Bevor sie wieder in der Küche verschwand, öffnete sie einen Sylvaner von Michael Teschke, der, sagte sie, so eigenwillig war, wie man es seinem Erzeuger zuschrieb.
Wusste sie wirklich Bescheid oder hatte sie sich eingelesen? Damals auf der Limpurg schütteten wir billigen Fusel aus Zweiliterflaschen in uns hinein. Mehr Geld hatten wir nicht und auch nicht mehr Verstand. Viel hatte sich geändert seitdem, auch bei mir, wir hatten alle unsere Erfahrungen gemacht. Es war schade, dass ich nur noch vage Erinnerungen an die Lizzy von damals hatte, der Vergleich zwischen früher und jetzt wäre interessant gewesen.
Die Elisabeth von heute war sehr darauf bedacht, einen guten Eindruck zu machen. Bella figura. War ja nichts dran auszusetzen. Bei einer schönen Frau schaute man gern dorthin, wo es etwas zu sehen gab. Auf eine weiße Tunika mit erfreulichen Einblicken, ein Lob den Push-ups. Auf einen weit schwingenden, weich fließenden Midirock, der genug Bein sehen ließ, das wieder mal die bemerkenswerte Wirkung von High Heels auf die Muskulatur unterstrich.

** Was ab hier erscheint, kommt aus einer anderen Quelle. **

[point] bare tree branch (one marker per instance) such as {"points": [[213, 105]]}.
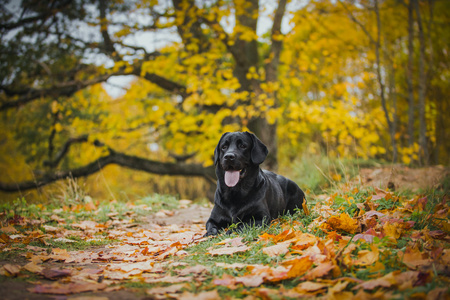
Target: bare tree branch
{"points": [[65, 148], [275, 49], [124, 160]]}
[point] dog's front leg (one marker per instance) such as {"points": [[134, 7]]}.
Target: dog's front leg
{"points": [[217, 221]]}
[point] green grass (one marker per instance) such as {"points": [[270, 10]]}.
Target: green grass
{"points": [[317, 174]]}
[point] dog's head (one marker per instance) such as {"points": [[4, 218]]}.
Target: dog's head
{"points": [[238, 154]]}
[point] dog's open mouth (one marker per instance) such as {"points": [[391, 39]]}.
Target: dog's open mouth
{"points": [[232, 177]]}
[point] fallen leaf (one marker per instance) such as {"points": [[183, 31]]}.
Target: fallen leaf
{"points": [[320, 271], [66, 289], [234, 242], [228, 250], [298, 266], [54, 274], [194, 270], [343, 222], [167, 279], [13, 270], [8, 229], [226, 280], [211, 295], [250, 280], [367, 257], [33, 268], [88, 298], [277, 250], [385, 281], [310, 286], [163, 291]]}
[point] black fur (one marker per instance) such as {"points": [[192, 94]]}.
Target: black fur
{"points": [[259, 197]]}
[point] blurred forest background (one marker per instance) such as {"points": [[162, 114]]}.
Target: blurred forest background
{"points": [[130, 97]]}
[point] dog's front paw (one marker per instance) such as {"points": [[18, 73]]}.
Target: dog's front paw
{"points": [[211, 231]]}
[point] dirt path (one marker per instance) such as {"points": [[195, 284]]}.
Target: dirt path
{"points": [[166, 224]]}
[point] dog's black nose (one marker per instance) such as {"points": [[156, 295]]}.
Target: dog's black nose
{"points": [[229, 156]]}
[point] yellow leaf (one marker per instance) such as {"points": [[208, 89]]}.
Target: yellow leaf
{"points": [[343, 223]]}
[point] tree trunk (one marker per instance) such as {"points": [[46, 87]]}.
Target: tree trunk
{"points": [[391, 127], [409, 74], [422, 90]]}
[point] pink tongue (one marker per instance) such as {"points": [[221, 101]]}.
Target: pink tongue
{"points": [[231, 178]]}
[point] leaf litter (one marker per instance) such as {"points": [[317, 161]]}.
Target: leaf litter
{"points": [[354, 244]]}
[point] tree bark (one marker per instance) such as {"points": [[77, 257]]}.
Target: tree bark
{"points": [[422, 89], [409, 74], [381, 84], [124, 160]]}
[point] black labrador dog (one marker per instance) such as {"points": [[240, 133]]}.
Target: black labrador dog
{"points": [[246, 194]]}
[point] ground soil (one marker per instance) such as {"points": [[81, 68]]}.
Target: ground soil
{"points": [[396, 177]]}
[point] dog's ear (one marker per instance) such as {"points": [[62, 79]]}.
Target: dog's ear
{"points": [[259, 150], [217, 150]]}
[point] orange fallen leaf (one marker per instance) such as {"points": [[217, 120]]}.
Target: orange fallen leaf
{"points": [[298, 266], [33, 268], [13, 270], [54, 274], [278, 249], [226, 280], [66, 289], [250, 280], [210, 295], [228, 250], [386, 281], [367, 257], [343, 222], [193, 270], [310, 286], [8, 229], [234, 242], [320, 271], [163, 291]]}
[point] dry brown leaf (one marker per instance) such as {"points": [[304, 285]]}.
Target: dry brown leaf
{"points": [[298, 266], [414, 259], [228, 250], [250, 280], [54, 274], [231, 242], [226, 280], [88, 298], [144, 266], [278, 249], [386, 281], [210, 295], [163, 291], [232, 266], [367, 257], [8, 229], [320, 271], [33, 268], [13, 270], [167, 279], [310, 286], [194, 270], [343, 222], [66, 289]]}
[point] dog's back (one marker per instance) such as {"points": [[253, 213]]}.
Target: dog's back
{"points": [[291, 194]]}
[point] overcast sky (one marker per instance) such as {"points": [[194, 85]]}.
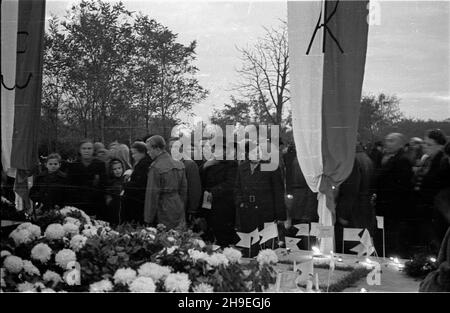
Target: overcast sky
{"points": [[408, 53]]}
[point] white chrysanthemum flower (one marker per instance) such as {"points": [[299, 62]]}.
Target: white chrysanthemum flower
{"points": [[25, 287], [52, 276], [196, 255], [89, 231], [233, 255], [24, 225], [267, 256], [71, 229], [203, 288], [72, 220], [152, 229], [217, 259], [13, 264], [124, 276], [41, 252], [54, 232], [200, 243], [104, 285], [64, 257], [30, 269], [67, 209], [77, 242], [21, 236], [4, 253], [177, 282], [142, 284], [154, 271]]}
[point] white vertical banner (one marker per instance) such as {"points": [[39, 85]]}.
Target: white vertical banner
{"points": [[306, 62], [9, 27]]}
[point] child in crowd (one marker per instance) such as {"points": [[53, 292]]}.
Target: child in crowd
{"points": [[49, 188], [114, 191]]}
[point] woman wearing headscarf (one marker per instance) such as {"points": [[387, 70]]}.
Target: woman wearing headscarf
{"points": [[218, 178], [430, 179], [86, 179], [134, 188]]}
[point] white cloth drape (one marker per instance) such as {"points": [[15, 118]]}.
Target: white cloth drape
{"points": [[306, 77]]}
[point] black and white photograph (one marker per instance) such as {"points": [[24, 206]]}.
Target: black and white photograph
{"points": [[227, 153]]}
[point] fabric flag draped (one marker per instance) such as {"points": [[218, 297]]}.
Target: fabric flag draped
{"points": [[22, 43], [327, 52]]}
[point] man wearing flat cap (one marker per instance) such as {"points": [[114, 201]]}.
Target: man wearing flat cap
{"points": [[166, 191]]}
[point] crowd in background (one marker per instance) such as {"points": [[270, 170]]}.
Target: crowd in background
{"points": [[408, 183]]}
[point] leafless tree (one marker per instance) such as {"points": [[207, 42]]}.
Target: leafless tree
{"points": [[265, 74]]}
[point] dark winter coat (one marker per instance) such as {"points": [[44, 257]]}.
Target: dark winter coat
{"points": [[429, 181], [194, 186], [49, 189], [259, 197], [218, 178], [353, 202], [86, 186], [393, 188], [166, 192], [134, 192], [114, 188]]}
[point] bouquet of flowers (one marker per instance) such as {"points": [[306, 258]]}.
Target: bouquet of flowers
{"points": [[67, 251]]}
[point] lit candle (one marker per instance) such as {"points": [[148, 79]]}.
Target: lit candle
{"points": [[316, 250], [317, 282]]}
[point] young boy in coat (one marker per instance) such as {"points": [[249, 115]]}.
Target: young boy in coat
{"points": [[49, 188]]}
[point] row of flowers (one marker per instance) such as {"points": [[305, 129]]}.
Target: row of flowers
{"points": [[76, 253]]}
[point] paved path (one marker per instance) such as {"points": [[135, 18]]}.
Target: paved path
{"points": [[393, 279]]}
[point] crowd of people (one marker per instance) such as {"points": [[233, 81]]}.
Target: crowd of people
{"points": [[408, 183]]}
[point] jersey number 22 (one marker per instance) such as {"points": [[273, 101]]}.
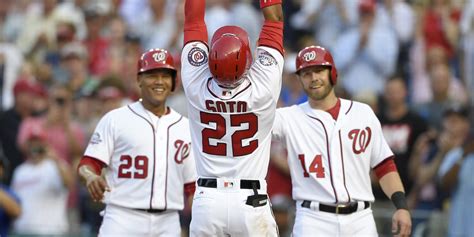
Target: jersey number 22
{"points": [[220, 149]]}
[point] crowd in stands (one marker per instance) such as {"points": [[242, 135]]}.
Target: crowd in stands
{"points": [[65, 63]]}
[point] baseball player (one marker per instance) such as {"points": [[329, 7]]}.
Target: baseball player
{"points": [[333, 144], [145, 148], [231, 108]]}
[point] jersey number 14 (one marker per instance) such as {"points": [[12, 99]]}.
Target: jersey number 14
{"points": [[316, 166]]}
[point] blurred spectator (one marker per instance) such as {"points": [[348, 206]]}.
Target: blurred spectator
{"points": [[38, 32], [366, 54], [440, 82], [402, 20], [64, 135], [116, 52], [401, 127], [456, 176], [156, 26], [327, 19], [11, 60], [25, 92], [96, 43], [429, 152], [10, 21], [424, 65], [42, 184], [440, 26], [467, 48], [65, 34], [73, 69], [10, 207], [73, 11]]}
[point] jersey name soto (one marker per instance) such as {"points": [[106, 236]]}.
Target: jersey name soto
{"points": [[226, 106]]}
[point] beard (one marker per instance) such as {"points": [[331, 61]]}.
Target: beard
{"points": [[319, 94]]}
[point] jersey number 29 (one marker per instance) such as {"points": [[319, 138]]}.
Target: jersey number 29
{"points": [[140, 164], [220, 149]]}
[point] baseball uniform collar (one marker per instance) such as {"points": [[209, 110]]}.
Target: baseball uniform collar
{"points": [[138, 108]]}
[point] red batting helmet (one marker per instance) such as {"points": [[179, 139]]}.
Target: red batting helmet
{"points": [[230, 56], [157, 59], [316, 56]]}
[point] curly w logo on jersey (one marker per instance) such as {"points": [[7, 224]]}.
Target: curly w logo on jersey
{"points": [[309, 56], [182, 151], [360, 139]]}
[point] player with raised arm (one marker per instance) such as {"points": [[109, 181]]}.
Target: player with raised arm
{"points": [[232, 103], [145, 148], [333, 144]]}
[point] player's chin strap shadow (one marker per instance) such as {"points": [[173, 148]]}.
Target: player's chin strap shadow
{"points": [[256, 200]]}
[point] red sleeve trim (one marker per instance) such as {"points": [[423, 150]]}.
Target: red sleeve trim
{"points": [[272, 35], [267, 3], [92, 162], [385, 167], [194, 25], [189, 188]]}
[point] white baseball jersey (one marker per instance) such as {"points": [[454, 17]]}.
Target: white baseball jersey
{"points": [[330, 160], [148, 158], [231, 129]]}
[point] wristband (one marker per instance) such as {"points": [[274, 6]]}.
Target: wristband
{"points": [[267, 3], [399, 200]]}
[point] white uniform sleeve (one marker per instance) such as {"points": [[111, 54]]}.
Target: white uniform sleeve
{"points": [[267, 70], [380, 148], [278, 132], [189, 171], [55, 180], [101, 144], [194, 63]]}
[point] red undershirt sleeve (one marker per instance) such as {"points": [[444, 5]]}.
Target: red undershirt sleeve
{"points": [[189, 188], [194, 25], [92, 162], [272, 35], [385, 167]]}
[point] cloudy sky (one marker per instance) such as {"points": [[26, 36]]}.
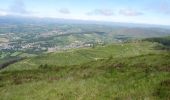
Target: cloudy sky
{"points": [[131, 11]]}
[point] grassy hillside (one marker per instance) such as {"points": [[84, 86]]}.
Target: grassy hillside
{"points": [[79, 56], [119, 71]]}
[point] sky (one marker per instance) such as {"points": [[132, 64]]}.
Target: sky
{"points": [[130, 11]]}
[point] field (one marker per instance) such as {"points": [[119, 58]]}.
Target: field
{"points": [[133, 70]]}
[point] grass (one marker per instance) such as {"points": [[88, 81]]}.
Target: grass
{"points": [[139, 72]]}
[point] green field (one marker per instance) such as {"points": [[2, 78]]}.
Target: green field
{"points": [[133, 71]]}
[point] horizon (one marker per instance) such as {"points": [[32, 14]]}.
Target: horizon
{"points": [[154, 12]]}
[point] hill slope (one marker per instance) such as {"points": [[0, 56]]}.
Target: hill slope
{"points": [[119, 71]]}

Mit den Stöckelschuhen hatte sie es wohl. Aber es war eine Sache, ob man sie gefahrlos zu Hause trug oder damit bei Matschwetter zu einem Versicherungsvertreter stiefelte, dem man früher mal flüchtig begegnet war. Mir wird zwar immer unbegreiflich bleiben, wie man in diesen Dingern überhaupt gehen kann, ohne sich die Füße kaputt zu machen, aber ich musste sie ja auch nicht anziehen, ich sollte nur gaffen und mich meinen niederen männlichen Instinkten überlassen.

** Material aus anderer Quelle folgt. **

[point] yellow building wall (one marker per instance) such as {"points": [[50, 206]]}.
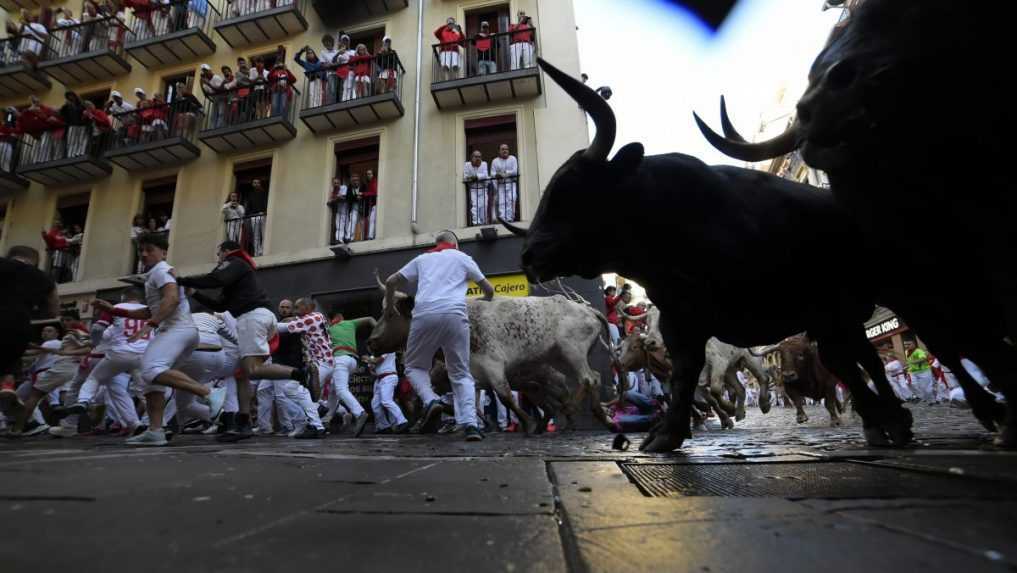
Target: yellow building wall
{"points": [[549, 128]]}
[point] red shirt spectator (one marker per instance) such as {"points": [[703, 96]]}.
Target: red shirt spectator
{"points": [[450, 39]]}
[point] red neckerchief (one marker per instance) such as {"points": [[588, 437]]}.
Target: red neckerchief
{"points": [[242, 254], [442, 246]]}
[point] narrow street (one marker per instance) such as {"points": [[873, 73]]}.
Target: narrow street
{"points": [[767, 496]]}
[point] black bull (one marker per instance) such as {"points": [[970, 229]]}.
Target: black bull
{"points": [[712, 225], [868, 119]]}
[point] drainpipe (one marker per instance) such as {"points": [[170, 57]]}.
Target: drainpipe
{"points": [[416, 118]]}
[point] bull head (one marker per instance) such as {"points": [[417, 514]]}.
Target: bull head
{"points": [[571, 217], [393, 330]]}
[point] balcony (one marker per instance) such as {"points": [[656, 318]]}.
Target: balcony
{"points": [[88, 52], [176, 35], [18, 77], [463, 75], [328, 107], [248, 22], [242, 119], [156, 136], [337, 14], [10, 181], [63, 156], [486, 199], [248, 231]]}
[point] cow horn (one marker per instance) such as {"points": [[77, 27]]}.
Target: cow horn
{"points": [[596, 106], [520, 231], [781, 145], [725, 122]]}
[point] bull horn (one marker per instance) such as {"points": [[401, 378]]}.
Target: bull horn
{"points": [[725, 122], [596, 106], [779, 146], [520, 231]]}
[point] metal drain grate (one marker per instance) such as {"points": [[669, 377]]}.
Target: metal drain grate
{"points": [[798, 480]]}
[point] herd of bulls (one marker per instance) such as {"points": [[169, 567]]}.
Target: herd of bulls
{"points": [[908, 114]]}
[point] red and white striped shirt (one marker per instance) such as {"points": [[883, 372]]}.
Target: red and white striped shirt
{"points": [[314, 329]]}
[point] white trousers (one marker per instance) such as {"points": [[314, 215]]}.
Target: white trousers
{"points": [[386, 411], [451, 333], [340, 389]]}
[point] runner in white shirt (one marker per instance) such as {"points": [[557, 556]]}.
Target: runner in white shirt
{"points": [[439, 321], [169, 311]]}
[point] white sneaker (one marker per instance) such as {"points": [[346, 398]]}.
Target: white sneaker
{"points": [[148, 438], [63, 432]]}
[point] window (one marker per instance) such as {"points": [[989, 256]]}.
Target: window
{"points": [[63, 240], [156, 214], [488, 195], [353, 197], [245, 211]]}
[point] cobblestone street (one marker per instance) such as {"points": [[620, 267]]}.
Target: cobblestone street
{"points": [[768, 495]]}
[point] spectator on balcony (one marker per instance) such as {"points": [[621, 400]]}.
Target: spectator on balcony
{"points": [[361, 64], [387, 64], [8, 140], [504, 168], [483, 42], [327, 58], [259, 95], [282, 81], [315, 74], [76, 133], [370, 204], [477, 180], [34, 37], [451, 38], [522, 51]]}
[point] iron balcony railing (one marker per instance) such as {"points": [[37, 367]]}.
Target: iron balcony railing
{"points": [[486, 199], [155, 122], [241, 8], [353, 218], [102, 34], [474, 57], [382, 73], [163, 19], [242, 105], [67, 141], [248, 231]]}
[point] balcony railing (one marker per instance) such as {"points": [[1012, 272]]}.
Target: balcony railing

Das alles war sehr edel und erfreulich anzuschauen.
Dennoch konnte ich mich des Eindrucks nicht erwehren, dass ich auch hier, wie bei ihrem ersten Auftritt in meinem Büro, eine sorgfältig geplante Inszenierung erlebte. Mit mir als einzigem Zuschauer und Mitspieler in einer Person.
Eine weiße Bluse, während man kocht?
Vorsicht, Dillinger!, ermahnte ich mich. Schau genau hin, welche Rolle dir zugedacht ist.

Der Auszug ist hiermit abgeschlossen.